Movie Times Peyton Place/Ruby Gentry
(1957/1952) In the seemingly quiet New England town of Peyton Place, gossip rules. Innocent teens are accused of the high crime of skinny-dipping, while the upper-crust participates in shameless necking parties. The most respectable woman (Lana Turner) has a secret, and so does Selena, stepdaughter of the high school's drunken janitor: she's played by a young Hope Lange, certainly the best actress in the movie. However antique its methods, the film deserves a spot of respect during this year, the 50th anniversary of the publishing of the book. Grace Metalious insisted that even the most prim small towns concealed sexual abuse, abortions, illegitimacy and adultery. The author, who married "the first boy who ever looked at my mouth while I was talking," had three children but still managed to pen this exposé of small-town vice. As a result the news magazines characterized the author as a scandalmonger—Pandora reborn—and this and many other matters led to her death by cirrhosis at 39. "If I'm a lousy writer, a lot of people have lousy taste," she said. The argument is not as unanswerable as it seems, though this movie was successful enough for a sequel and a TV show. BILLED WITH Ruby Gentry. "Ruby, your love was like a flame ..."—Les Baxter's soundtrack fueled many a make-out session in the 1950s, though it was probably the torridness of King Vidor's flamboyant melodrama that caused outbreaks of hickeyed necks and mononucleosis. Jennifer Jones plays a gator-bait Southern girl who claws her way up to the top. In an effort to spite the man who dropped her (Charlton Heston), she marries a businessman she doesn't love (Karl Malden). (Plays Dec 2-3 in Palo Alto at the Stanford Theatre.)

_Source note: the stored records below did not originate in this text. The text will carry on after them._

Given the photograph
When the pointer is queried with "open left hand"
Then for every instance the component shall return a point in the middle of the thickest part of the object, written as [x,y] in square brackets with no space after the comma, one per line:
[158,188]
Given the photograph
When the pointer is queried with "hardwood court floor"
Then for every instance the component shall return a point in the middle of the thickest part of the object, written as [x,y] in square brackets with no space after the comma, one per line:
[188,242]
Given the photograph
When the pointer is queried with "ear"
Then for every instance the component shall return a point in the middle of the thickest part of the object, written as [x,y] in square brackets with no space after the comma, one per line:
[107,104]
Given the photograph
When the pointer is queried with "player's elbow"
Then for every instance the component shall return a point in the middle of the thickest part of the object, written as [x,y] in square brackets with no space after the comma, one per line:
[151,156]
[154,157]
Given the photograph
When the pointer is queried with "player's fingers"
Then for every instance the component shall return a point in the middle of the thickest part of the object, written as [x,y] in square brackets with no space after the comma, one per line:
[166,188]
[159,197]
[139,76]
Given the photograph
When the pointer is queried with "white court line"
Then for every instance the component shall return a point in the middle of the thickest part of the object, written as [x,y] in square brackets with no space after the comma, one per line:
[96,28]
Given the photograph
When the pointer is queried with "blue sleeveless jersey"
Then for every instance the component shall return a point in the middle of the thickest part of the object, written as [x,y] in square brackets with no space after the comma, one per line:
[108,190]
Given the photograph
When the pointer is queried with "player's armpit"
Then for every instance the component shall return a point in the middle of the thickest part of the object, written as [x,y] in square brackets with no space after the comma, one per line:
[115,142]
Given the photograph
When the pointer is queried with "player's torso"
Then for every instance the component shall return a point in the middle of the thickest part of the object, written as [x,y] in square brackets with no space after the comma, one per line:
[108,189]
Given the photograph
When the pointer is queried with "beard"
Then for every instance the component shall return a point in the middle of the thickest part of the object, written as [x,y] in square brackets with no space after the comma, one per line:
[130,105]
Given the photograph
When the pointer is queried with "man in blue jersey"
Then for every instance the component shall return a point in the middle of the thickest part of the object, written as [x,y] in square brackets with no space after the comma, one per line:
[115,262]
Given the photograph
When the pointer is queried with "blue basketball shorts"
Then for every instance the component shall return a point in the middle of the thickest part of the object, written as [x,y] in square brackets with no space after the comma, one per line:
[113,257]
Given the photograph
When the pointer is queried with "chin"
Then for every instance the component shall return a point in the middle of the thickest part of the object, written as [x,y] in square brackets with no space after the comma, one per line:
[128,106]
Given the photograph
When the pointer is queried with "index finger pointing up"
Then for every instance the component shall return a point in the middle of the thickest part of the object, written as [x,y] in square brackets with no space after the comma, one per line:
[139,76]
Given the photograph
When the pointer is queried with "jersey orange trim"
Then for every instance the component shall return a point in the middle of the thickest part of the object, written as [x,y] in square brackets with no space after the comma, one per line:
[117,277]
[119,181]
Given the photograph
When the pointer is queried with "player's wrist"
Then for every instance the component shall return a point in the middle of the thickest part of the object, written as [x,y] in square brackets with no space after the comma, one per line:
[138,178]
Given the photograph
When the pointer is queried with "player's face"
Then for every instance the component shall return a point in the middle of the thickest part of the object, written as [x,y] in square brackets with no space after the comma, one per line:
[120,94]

Movie Times San Francisco Silent Film Festival
Special event, one day only. First, a matinee of Silly Symphonies, a series of early Disney shorts. See article. Then, at 7:30pm, Chicago (1927). In Chicago, where murder is not a crime, Roxie Hart (the very entertaining Phyllis Haver) ventilates her boyfriend (Eugene Pallette), on the excellent grounds that he was trying to leave her. Her fawning husband (Victor Varconi)—a simp who cuddles his wife's discarded jingle-bell decorated garters—drives himself half-mad trying to raise the money for her defense. It seems the only mouthpiece who can save her from the gallows is the lawyer Billy Flynn (Robert Edeson), and he wants $5,000 up front. The recently restored comedy/drama—a story told in the von Stroheim style—is a little darker than the later versions, what with Haver's Roxie powdering her nose in a mirror that she'd just perforated with a bullet. If one regrets her flaws as a wife, one has to admire Roxie's talent for invention—such as turning one of her discarded stockings into funeral crepe to hang on the door as a way of scaring off the bill collectors. The story was retold in the shorter, speedier and Production Code-censored William Wellman/Ginger Rogers movie Roxie Hart. Edeson creates the role of the spats-wearing lawyer Flynn so indelibly that Adolphe Menjou and Richard Gere just played variations on his theme. Live music by the Baker-Mehling Hot Four. (Plays Dec 2 in San Francisco at Castro Theatre; see www.silentfilm.org for details.)

Movie Times Thank You, Jeeves/Curly Top
(1936/1935) Oddly, Bertie Wooster (David Niven) has to commit himself to an endeavor—tracking down some spies, with the help of his better self, his butler Jeeves (Arthur Treacher). BILLED WITH Curly Top. Shirley Temple as an adorable orphan, performing "Animal Crackers in My Soup." (Plays Nov 29-30 in Palo Alto at the Stanford Theatre.)